Immune perception of bacterial pathogens in plants

植物细菌病原体的免疫感知

• 批准号: 10348196
• 负责人: Gitta Laurel Coaker
• 金额: $ 39.25万
• 依托单位: UNIVERSITY OF CALIFORNIA AT DAVIS
• 依托单位国家: 美国
• 财政年份: 2020
• 资助国家: 美国
• 起止时间: 2020-04-01 至 2025-02-28
• 项目状态: 未结题
• 来源: https://reporter.nih.gov/project-details/10348196
• 关键词: Animals; Binding; Cells; Cysteine; Data; Exhibits; Immune; Immune response; Immune signaling; Immunologic Receptors; Innate Immune Response; Innate Immune System; Lead; Leucine-Rich Repeat; Mediating; Nucleotides; Organ; Pattern recognition receptor; Perception; Phosphotransferases; Plant Leaves; Plants; Post-Translational Protein Processing; Protein Kinase; Regulation; Research; Role; Scientist; Signal Transduction; Specificity; Surface; Training; Vertebrates; defense response; insight; next generation; pathogen; pathogenic bacteria; receptor; response

PROJECT SUMMARY/ABSTRACT The research in this proposal focuses on plant immune perception of bacterial pathogens. Plants possess a sophisticated innate immune system comprised of germline encoded immune receptors capable of recognizing all pathogen classes. These immune receptors are structurally similar to their animal counterparts and include surface localized pattern recognition receptors (PRRs) as well as intracellular nucleotide-binding leucine rich repeat (NLR) receptors.
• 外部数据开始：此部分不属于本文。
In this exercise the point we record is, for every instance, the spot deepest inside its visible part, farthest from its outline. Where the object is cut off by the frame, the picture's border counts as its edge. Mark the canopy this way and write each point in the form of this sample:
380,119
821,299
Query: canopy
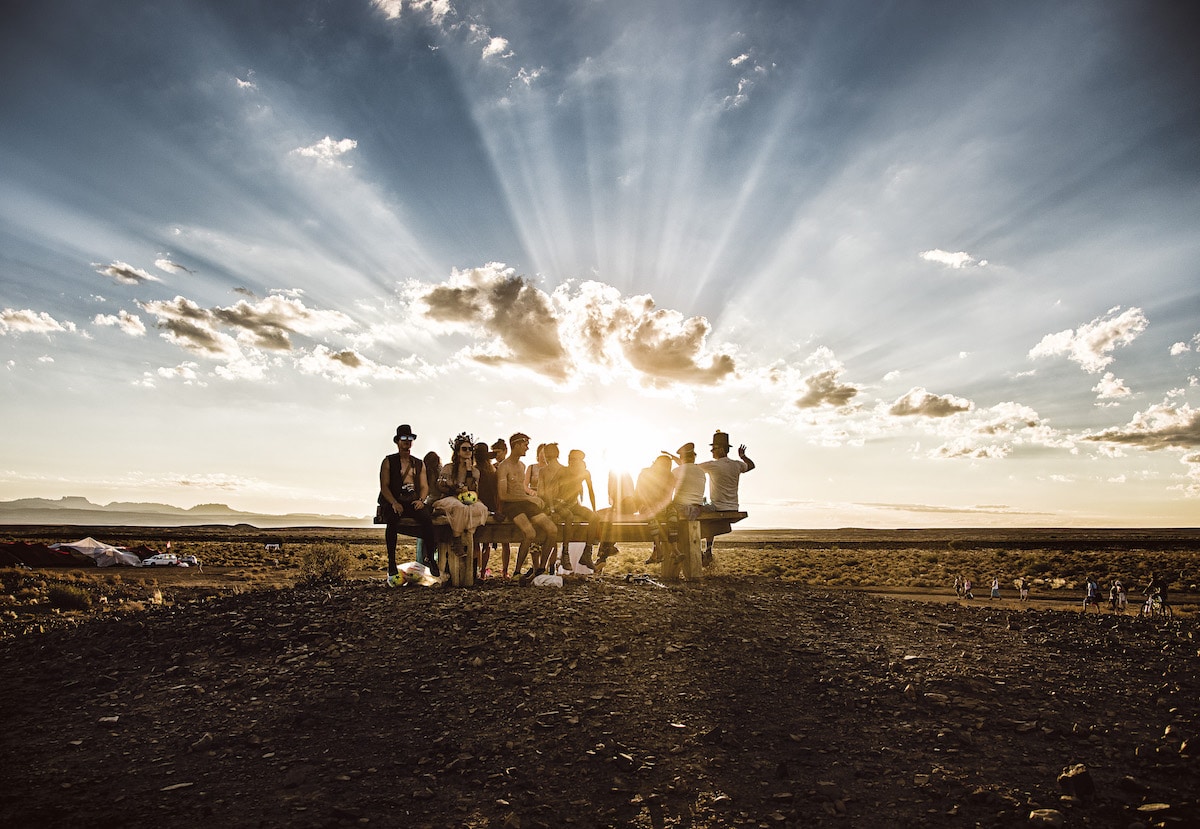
103,554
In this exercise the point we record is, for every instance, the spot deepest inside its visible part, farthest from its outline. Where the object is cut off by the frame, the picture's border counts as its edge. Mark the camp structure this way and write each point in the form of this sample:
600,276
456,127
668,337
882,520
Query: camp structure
103,554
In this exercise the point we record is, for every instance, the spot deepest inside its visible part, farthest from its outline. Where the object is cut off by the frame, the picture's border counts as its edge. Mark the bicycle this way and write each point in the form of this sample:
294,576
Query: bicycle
1155,608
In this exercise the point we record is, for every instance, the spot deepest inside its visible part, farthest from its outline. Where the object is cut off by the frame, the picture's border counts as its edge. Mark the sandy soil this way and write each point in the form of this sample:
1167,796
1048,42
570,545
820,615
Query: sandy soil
736,702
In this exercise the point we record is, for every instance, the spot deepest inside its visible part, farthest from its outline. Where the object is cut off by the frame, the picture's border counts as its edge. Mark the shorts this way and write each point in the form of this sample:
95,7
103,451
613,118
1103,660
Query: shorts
526,508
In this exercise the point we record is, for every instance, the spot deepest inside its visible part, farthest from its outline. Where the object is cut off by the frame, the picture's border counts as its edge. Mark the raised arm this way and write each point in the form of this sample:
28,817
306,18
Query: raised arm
385,482
592,492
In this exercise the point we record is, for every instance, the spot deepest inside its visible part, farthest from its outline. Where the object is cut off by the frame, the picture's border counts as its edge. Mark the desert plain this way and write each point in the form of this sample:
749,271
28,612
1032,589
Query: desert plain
811,678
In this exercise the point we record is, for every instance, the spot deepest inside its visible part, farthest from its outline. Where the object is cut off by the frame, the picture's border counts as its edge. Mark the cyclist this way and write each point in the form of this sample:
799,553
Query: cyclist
1158,586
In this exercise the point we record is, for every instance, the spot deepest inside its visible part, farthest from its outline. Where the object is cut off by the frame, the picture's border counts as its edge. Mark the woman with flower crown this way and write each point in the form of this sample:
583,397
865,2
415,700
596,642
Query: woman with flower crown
460,488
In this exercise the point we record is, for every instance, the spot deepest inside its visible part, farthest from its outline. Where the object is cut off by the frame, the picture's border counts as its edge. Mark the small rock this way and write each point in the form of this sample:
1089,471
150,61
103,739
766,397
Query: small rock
1047,817
1077,781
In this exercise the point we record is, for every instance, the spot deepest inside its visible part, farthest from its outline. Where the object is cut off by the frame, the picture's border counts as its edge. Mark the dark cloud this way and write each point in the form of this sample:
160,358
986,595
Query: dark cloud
126,275
823,389
925,404
348,358
267,330
191,328
661,347
498,302
557,335
265,324
1159,427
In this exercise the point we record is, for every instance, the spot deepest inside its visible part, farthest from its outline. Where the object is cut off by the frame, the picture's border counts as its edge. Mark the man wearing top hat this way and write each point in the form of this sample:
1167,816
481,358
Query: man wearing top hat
689,479
402,492
724,474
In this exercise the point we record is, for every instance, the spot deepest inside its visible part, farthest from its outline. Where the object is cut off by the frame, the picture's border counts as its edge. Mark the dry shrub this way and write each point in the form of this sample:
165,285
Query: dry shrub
325,564
69,598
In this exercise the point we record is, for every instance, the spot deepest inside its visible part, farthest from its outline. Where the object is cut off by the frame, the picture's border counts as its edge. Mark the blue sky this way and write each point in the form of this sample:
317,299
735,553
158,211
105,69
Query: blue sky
935,264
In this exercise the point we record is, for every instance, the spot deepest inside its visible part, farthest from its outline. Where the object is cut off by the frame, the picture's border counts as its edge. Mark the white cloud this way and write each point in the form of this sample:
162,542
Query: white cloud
925,404
130,324
125,275
348,367
30,322
437,10
970,449
327,150
586,331
497,47
954,260
166,264
1162,426
1092,344
1111,388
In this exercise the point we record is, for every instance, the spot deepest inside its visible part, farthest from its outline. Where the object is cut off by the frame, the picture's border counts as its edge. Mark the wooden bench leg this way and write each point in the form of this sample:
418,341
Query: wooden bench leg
457,559
690,550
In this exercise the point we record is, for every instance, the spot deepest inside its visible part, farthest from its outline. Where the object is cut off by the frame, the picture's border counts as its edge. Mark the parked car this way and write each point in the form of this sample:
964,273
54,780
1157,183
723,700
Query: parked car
161,560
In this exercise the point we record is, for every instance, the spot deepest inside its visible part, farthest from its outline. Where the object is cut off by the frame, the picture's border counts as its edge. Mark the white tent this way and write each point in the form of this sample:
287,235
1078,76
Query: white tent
105,554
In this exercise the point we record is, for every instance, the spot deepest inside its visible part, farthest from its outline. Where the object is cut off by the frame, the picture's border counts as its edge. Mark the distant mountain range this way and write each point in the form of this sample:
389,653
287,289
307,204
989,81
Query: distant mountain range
77,510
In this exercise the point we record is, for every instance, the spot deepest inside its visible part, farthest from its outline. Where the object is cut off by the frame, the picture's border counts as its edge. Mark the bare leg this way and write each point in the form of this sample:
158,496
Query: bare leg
527,530
547,532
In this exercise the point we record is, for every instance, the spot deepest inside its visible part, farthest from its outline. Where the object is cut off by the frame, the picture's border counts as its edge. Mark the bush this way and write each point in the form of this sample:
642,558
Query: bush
69,598
325,564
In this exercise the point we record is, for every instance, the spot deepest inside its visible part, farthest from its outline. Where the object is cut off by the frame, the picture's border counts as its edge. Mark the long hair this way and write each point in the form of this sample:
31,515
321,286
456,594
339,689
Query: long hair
456,460
432,466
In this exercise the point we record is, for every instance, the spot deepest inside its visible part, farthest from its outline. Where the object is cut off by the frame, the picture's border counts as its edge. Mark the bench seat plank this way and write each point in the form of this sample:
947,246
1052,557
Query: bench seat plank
623,528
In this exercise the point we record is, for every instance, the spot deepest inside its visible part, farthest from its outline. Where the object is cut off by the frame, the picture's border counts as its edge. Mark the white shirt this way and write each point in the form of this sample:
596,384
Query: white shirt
723,480
689,485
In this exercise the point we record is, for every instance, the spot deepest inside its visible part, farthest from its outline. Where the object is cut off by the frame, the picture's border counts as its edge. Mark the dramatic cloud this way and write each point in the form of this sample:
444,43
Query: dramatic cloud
327,150
497,47
1163,426
126,275
1111,388
574,331
1092,344
921,402
972,450
30,322
437,10
954,260
519,318
265,324
347,367
171,266
269,320
195,329
130,324
825,389
665,346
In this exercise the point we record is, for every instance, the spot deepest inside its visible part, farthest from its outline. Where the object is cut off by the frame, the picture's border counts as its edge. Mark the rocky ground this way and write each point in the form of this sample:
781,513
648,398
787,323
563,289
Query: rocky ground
730,703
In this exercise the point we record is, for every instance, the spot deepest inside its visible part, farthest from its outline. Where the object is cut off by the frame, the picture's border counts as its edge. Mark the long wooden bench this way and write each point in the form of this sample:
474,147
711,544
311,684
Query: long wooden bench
623,528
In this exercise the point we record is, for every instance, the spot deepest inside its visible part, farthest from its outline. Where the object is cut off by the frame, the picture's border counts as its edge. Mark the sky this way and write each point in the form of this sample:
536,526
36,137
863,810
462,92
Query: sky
931,263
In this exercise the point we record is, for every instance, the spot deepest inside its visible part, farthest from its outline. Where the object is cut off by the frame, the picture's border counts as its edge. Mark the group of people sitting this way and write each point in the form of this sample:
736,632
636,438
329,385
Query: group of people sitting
491,482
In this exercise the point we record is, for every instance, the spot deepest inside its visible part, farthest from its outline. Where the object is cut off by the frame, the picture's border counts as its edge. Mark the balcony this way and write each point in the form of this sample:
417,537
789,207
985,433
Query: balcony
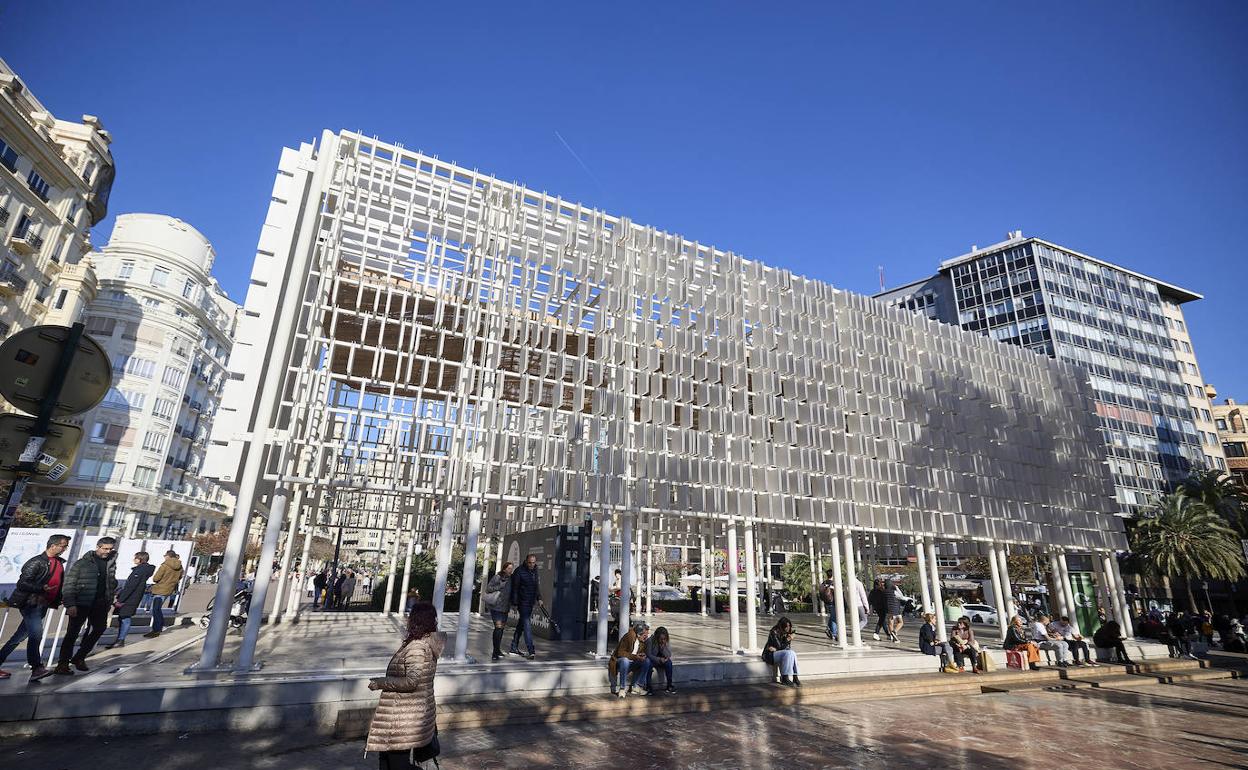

Plant immune receptors and downstream signaling nodes are controlled by post- translational modifications, allowing rapid regulation of the initiation, amplitude, and duration of defense. Although PRRs and NLRs are structurally distinct and exhibit differences in defense timing and amplitude, they share significant overlap in posttranslational modification of critical downstream signaling nodes. However, our data demonstrates that the kinases involved in mediating PRR and NLR responses at key signaling nodes are distinct. Here, we will investigate mechanisms regulating innate immune signal intensity, signal propagation and cell specific responses within a leaf. We will analyze the importance of specific protein kinases for mediating the intensity of NLR-triggered immune responses. We will investigate the role of tandemly arrayed cysteine rich-receptor like kinases as secondary immune receptors that propagate signals of pathogen perception. Finally, we will investigate cell specific innate immune responses. This project will train the next generation of scientists and result in discoveries that lead to a better understanding of how signals of initial pathogen perception are integrated into an effective defense response within a plant organ.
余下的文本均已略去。